Why Should They Be Happy?!


Dear Why,

I’m not sure if this is how it works for other people, but much of my adult life has been shaped by intrusive thoughts. That is just how my desires for my life announce themselves, as a kind of niggling wish turned thundering refrain: you should go to grad school; you should drop out of grad school; you should move to New York, etc.

When these thoughts first appear, they seem impossible—until they aren’t. Knowing what we want often precedes our ability to realize it, sometimes by years. You know you want to be a mother and that’s hardly something to be ashamed of. I’ve always been much more ambivalent about having children. I love other people’s babies—love how they smell and how their tiny little fingers will wrap around yours and how it is impossible to look at them and not think about our duty to right the world so that they don’t suffer it in due to our neglect. But I also love returning babies to their parents and reading a book (okay, scrolling Twitter) for hours in silence with no other demands on my attention. All in all I’ve always felt much better suited to the role of friend to all babies, even godmother or aunt to a select few, though I admit to wondering if I will one day come to regret this. I will read a story about how they are building robots to visit elderly people with no families of their own and think about spending the final years of my own life devoid of any real care save the uncanny face of something programmed to soothe me, and I’m struck with a hollow, wailing dread I can’t shake for days. At least you probably don’t need to worry about that.

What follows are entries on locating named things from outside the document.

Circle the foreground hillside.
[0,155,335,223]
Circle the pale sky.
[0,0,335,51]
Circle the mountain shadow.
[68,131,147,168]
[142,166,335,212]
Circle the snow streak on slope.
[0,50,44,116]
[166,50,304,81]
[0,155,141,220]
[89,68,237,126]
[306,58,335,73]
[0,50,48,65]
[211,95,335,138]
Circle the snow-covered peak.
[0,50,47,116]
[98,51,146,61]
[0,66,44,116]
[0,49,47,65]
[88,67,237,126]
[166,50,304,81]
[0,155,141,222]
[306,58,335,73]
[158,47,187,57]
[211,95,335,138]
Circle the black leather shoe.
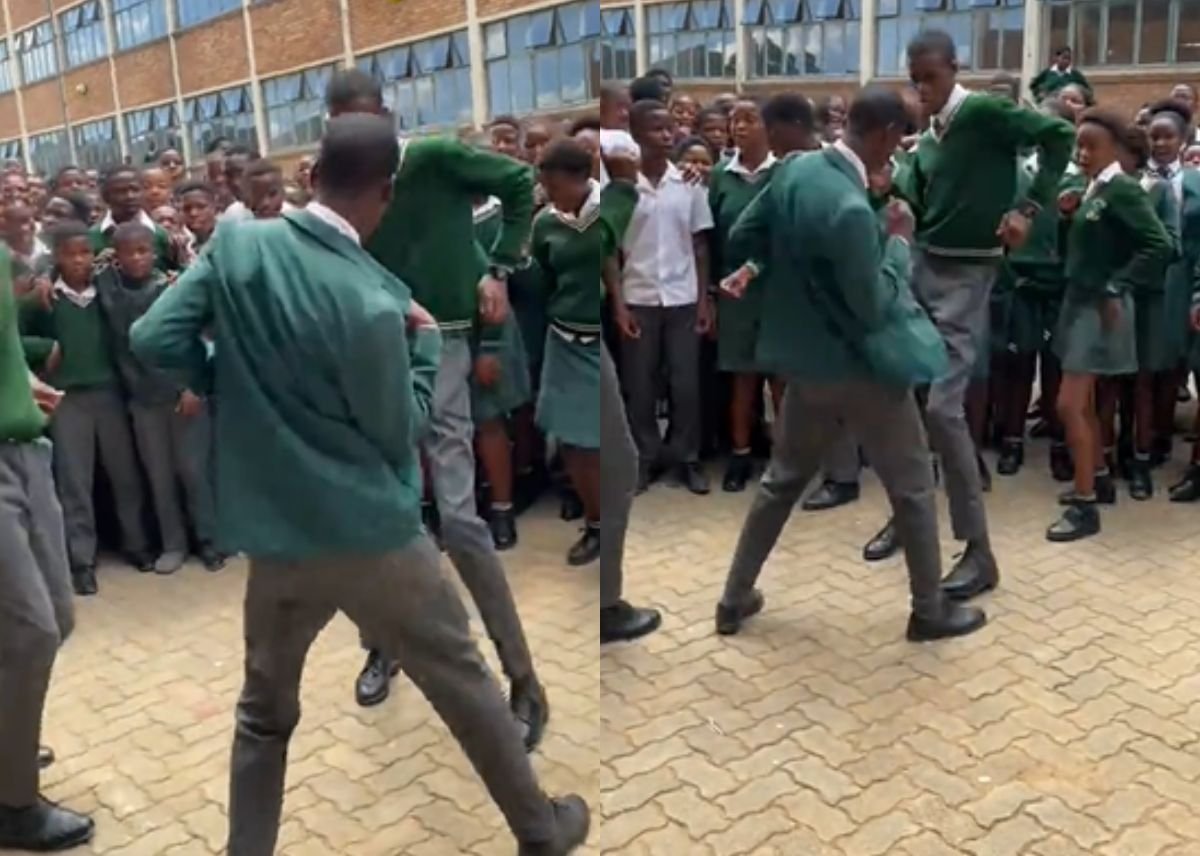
[863,519,900,562]
[600,600,662,645]
[1170,463,1200,502]
[1046,502,1100,544]
[1129,457,1154,502]
[71,564,100,598]
[905,601,988,642]
[487,508,517,551]
[679,461,708,496]
[996,439,1025,475]
[0,797,96,852]
[716,588,767,636]
[721,455,754,493]
[509,678,550,752]
[942,544,1000,600]
[566,523,600,568]
[800,480,859,511]
[354,651,400,707]
[517,794,592,856]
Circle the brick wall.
[350,0,467,54]
[114,41,175,110]
[65,60,116,122]
[250,0,343,76]
[175,12,250,92]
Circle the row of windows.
[598,0,1200,80]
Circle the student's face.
[54,237,92,288]
[142,169,170,211]
[1075,121,1117,179]
[179,190,217,238]
[700,115,730,151]
[637,109,674,157]
[671,95,700,132]
[908,50,959,116]
[246,173,283,220]
[104,172,142,223]
[491,125,521,160]
[55,169,88,193]
[42,196,74,229]
[158,149,184,184]
[524,124,551,166]
[730,101,767,151]
[150,205,179,232]
[114,238,155,280]
[1150,116,1183,164]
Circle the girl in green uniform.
[1046,110,1170,541]
[530,139,637,565]
[708,98,776,492]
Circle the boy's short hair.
[113,220,154,247]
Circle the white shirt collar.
[54,277,96,309]
[1085,161,1122,196]
[930,83,971,139]
[829,139,868,187]
[305,199,362,246]
[100,211,158,234]
[725,150,776,179]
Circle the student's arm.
[1104,182,1171,297]
[983,98,1075,208]
[130,253,217,390]
[823,205,912,330]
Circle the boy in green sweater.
[318,71,550,749]
[20,221,154,595]
[900,30,1074,599]
[0,246,92,851]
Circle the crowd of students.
[601,50,1200,547]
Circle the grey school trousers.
[722,379,942,617]
[0,441,74,808]
[228,535,554,856]
[600,347,637,609]
[50,387,150,568]
[364,335,534,681]
[130,402,216,556]
[912,252,996,541]
[620,304,701,466]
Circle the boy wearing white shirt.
[617,101,713,493]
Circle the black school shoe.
[0,797,96,852]
[1046,499,1100,544]
[517,794,592,856]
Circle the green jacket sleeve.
[130,244,216,391]
[1104,186,1171,297]
[980,98,1075,208]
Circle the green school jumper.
[708,158,776,373]
[1133,173,1188,372]
[532,181,637,449]
[470,198,533,425]
[1055,174,1171,375]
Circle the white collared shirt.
[622,163,713,306]
[830,139,870,187]
[100,211,158,235]
[54,277,96,309]
[1084,161,1123,199]
[725,151,779,181]
[305,199,362,246]
[929,83,971,140]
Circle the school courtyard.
[30,447,1200,856]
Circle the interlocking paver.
[609,444,1200,856]
[43,507,595,856]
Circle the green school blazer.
[730,150,947,387]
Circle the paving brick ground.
[599,441,1200,856]
[35,509,599,856]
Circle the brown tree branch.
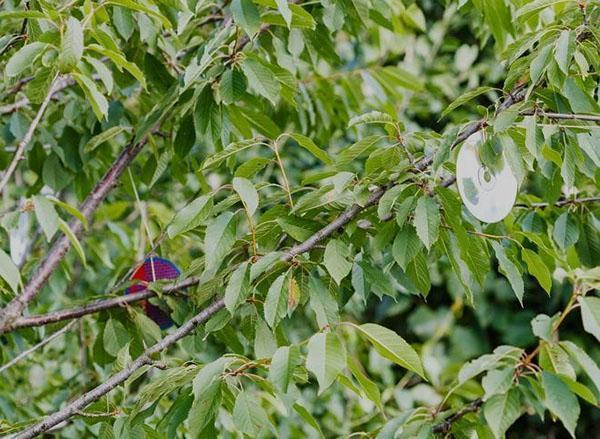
[0,321,77,373]
[521,110,600,122]
[0,12,278,334]
[515,196,600,209]
[0,136,147,334]
[14,299,225,439]
[7,80,524,439]
[0,81,524,333]
[0,77,75,114]
[432,398,483,433]
[0,77,60,194]
[12,277,199,329]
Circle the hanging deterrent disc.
[125,257,180,329]
[456,132,517,223]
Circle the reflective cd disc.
[456,132,517,223]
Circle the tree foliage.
[0,0,600,438]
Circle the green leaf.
[133,309,162,344]
[254,317,277,358]
[58,17,83,73]
[529,45,552,83]
[413,195,440,250]
[58,218,87,267]
[188,379,223,437]
[521,248,552,294]
[233,391,269,437]
[560,341,600,395]
[492,242,525,306]
[242,55,281,105]
[87,44,146,88]
[335,136,383,166]
[85,56,114,94]
[515,0,571,20]
[306,332,346,395]
[71,72,108,120]
[554,30,573,74]
[4,42,48,78]
[104,0,172,29]
[202,139,261,169]
[483,389,521,438]
[102,318,130,357]
[224,262,250,315]
[83,125,128,153]
[269,346,300,393]
[219,69,246,104]
[33,195,60,242]
[167,195,213,238]
[264,273,288,328]
[406,251,431,297]
[203,212,236,277]
[531,314,553,343]
[552,212,579,251]
[275,0,292,29]
[392,224,423,271]
[481,367,514,401]
[48,197,88,228]
[542,372,581,437]
[352,323,425,379]
[294,403,325,438]
[440,86,494,118]
[323,239,352,285]
[308,274,340,328]
[348,357,383,413]
[231,0,260,37]
[0,248,21,293]
[579,296,600,341]
[290,133,333,165]
[233,177,258,217]
[348,111,396,128]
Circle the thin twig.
[432,398,483,433]
[0,320,77,373]
[521,110,600,122]
[0,77,59,194]
[515,196,600,209]
[12,277,199,329]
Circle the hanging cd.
[456,132,517,223]
[125,257,180,329]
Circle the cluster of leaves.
[0,0,600,438]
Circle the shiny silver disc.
[456,132,518,223]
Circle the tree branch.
[521,110,600,122]
[0,321,77,373]
[11,277,199,329]
[0,136,147,334]
[432,398,483,433]
[515,196,600,209]
[14,299,225,439]
[0,77,59,194]
[0,77,75,114]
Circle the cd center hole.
[483,169,492,183]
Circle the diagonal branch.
[14,299,225,439]
[12,277,199,329]
[8,81,524,439]
[0,77,60,194]
[432,398,483,433]
[0,136,148,334]
[0,86,524,333]
[0,76,75,114]
[521,110,600,122]
[0,321,77,373]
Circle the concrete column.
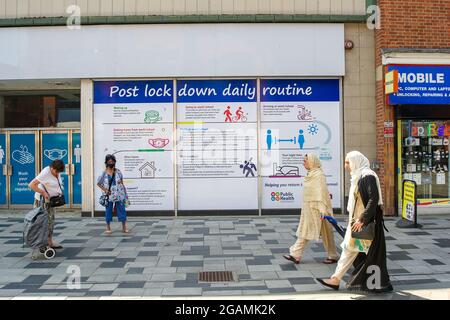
[0,96,5,128]
[81,79,95,215]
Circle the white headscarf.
[345,151,383,214]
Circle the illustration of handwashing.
[0,146,5,164]
[11,145,34,164]
[266,129,272,150]
[294,130,305,149]
[148,138,169,149]
[139,161,156,179]
[73,144,81,163]
[144,110,162,123]
[44,149,67,161]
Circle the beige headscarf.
[345,151,383,214]
[303,153,332,212]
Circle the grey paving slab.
[0,215,450,297]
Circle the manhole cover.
[198,271,234,282]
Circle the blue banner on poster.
[72,133,81,204]
[0,133,6,205]
[10,133,36,205]
[388,65,450,105]
[177,79,257,103]
[41,133,69,202]
[260,79,339,102]
[94,80,174,104]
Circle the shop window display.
[399,120,450,199]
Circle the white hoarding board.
[260,79,342,209]
[177,80,259,210]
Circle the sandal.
[49,243,63,249]
[283,254,300,264]
[322,258,338,264]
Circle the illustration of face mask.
[44,149,67,161]
[148,138,169,149]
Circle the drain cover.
[198,271,234,282]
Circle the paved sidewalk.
[0,215,450,299]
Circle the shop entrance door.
[0,129,81,209]
[7,131,38,208]
[40,130,81,208]
[0,132,8,208]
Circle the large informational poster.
[177,80,259,210]
[41,132,69,200]
[0,133,6,206]
[72,133,82,205]
[9,133,37,205]
[260,79,342,209]
[94,80,174,211]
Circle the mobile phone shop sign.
[388,65,450,105]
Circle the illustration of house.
[139,161,156,179]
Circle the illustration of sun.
[308,124,319,135]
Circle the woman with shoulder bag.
[316,151,393,292]
[283,153,339,264]
[97,154,129,234]
[28,160,65,249]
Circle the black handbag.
[42,178,66,208]
[351,191,375,240]
[352,221,375,240]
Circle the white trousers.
[331,250,359,280]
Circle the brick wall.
[375,0,450,215]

It is entirely likely that you will get what you want. Nobody likes to be told their fears are unfounded, but 31 is not old, and knowing that you want a family will save you time weeding out men who don’t. Or perhaps you will meet a single father with his own children and realize that you can love them ferociously and that it doesn’t matter at all if you shit yourself on a table bringing them into the world. Maybe you will get hit by a cab trying to cross the street in three months and this will all be a moot point anyway. Is it possible that your worst fear comes to pass and you never become a mother, in any capacity? Sure, of course. This could be the great tragedy of your life, and one for which there is no consolation. I can’t tell you that I know this will all work out OK in the end, but I can say with absolute certainty that whatever turns your life takes over the coming years it will be made meaner and harder and worse if you continue to indulge your envy.

Making an enemy of envy is a difficult thing to do, especially in recent years. Most philosophers have rightly understood it to be a great impediment to happiness and to living well with others. It’s only somewhat recently that we have started to talk about envy as though it might be somehow useful to us; motivating, even. Everyone has a nemesis now, against whom we should compare our own achievements. This is a dangerous way of thinking, and only serves to reinforce a logic of scarcity. It subtly encourages me to focus on the fact that Melissa has the job I really want, rather than becoming enraged at the fact there are fewer and fewer jobs to want at all. Envy may begin as simply wanting something for yourself, which doesn’t sound so horrible, but it contaminates and embitters until someone else’s good news becomes your bad day, and celebration becomes mourning. Aristotle described it as “the pain caused by the good fortune of others.” This is not a pain you want to invite into your life.

Instead, try to think of the next birth announcement you see as proof that what you want is possible. That people around you are finding each other and building families together is reassuring knowledge. Love is an extraordinary thing, but it doesn’t exist in finite quantities and you aren’t in competition for it.